Durante esos nueve meses **no toqué la pornografía**. Ni un vídeo, ni un relato. Cerré la caja fuerte, tiré las botellas de popper al contenedor. Me levantaba a las seis, iba al curro, volvía a casa y pintaba la habitación del niño: azul claro, con un mural de barcos que copié de un libro infantil. Mi familia se volcó: mi madre cosía cortinas, mi padre montaba la trona, mis tías traían ropa de segunda mano que olía a lavanda. Yo sonreía, les daba las gracias, y por primera vez en años **me sentía limpio**.

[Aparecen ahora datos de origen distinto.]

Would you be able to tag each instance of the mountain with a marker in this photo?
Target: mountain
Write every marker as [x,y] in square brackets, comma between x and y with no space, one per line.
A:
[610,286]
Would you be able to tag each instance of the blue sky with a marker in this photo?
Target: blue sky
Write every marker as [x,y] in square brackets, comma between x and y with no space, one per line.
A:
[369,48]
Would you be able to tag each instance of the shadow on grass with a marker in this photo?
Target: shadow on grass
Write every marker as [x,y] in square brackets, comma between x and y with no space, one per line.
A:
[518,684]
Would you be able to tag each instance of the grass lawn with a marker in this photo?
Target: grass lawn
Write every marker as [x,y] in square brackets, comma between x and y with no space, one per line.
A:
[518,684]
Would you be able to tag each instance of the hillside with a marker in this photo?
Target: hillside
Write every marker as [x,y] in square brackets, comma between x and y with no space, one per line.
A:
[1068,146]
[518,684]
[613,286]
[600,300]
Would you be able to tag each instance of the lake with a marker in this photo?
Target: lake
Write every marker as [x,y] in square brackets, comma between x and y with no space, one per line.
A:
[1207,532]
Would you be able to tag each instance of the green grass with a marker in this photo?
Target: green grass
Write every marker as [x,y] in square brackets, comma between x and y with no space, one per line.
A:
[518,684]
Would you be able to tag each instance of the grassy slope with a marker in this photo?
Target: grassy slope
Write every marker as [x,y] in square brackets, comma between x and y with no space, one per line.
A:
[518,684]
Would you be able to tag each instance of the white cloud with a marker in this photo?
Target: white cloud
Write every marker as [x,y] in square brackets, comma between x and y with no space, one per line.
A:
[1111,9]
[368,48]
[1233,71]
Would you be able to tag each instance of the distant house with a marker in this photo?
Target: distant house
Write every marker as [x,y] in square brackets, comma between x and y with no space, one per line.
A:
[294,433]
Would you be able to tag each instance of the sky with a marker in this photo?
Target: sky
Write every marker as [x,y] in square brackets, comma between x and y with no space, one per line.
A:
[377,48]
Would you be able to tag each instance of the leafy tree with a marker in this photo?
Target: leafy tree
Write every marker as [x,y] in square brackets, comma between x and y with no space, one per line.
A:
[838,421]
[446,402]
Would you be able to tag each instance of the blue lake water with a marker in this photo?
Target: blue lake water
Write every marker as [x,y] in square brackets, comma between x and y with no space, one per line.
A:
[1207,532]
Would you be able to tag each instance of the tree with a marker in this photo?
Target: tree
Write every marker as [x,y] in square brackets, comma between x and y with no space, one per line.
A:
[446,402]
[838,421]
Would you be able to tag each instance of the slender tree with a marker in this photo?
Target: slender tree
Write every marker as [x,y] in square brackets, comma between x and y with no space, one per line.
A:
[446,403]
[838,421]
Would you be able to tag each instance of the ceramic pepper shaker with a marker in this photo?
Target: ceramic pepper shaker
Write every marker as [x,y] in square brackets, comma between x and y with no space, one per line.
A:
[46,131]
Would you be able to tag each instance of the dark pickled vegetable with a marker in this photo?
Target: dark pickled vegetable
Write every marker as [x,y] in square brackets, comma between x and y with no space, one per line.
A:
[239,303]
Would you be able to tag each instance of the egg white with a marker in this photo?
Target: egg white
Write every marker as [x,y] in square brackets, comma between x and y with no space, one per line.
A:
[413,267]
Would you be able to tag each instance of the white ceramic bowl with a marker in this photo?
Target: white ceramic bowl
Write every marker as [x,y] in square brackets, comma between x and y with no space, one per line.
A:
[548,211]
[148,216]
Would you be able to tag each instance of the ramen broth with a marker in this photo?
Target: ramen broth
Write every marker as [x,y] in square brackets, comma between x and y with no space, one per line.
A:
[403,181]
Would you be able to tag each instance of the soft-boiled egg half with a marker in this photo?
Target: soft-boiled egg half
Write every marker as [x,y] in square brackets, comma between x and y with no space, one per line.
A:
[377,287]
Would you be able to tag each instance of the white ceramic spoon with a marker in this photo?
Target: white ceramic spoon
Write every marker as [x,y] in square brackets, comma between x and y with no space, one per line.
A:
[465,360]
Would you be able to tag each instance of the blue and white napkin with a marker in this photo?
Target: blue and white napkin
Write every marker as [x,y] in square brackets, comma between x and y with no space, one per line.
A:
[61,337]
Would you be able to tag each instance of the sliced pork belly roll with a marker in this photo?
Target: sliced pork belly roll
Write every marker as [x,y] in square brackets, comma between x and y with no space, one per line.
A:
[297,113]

Cuando nació **Aitor**, lloré como un crío. Lo abracé contra mi pecho y juré protegerlo de todo. Incluso de mí.

Los dos primeros años fueron duros pero buenos. Mi familia estaba ahí cada día: pañales, purés, vacunas. Yo trabajaba doble turno para pagar la hipoteca y los gastos. Dormía poco, pero dormía **tranquilo**.

Hasta que un día llegó la carta. Problemas con la herencia, deudas antiguas, un primo que se quedó con la casa de los abuelos. Mis padres decidieron vender todo e irse a Portugal con mis tíos. **Sin drama**. Solo un abrazo en la puerta, un “cuida al niño” y un taxi que se alejó por la carretera.

Cerré la puerta.

Miré a Aitor sentado en el suelo, con el pañal sucio hinchado y una sonrisa babosa.

Y **mi antiguo yo salió de golpe**.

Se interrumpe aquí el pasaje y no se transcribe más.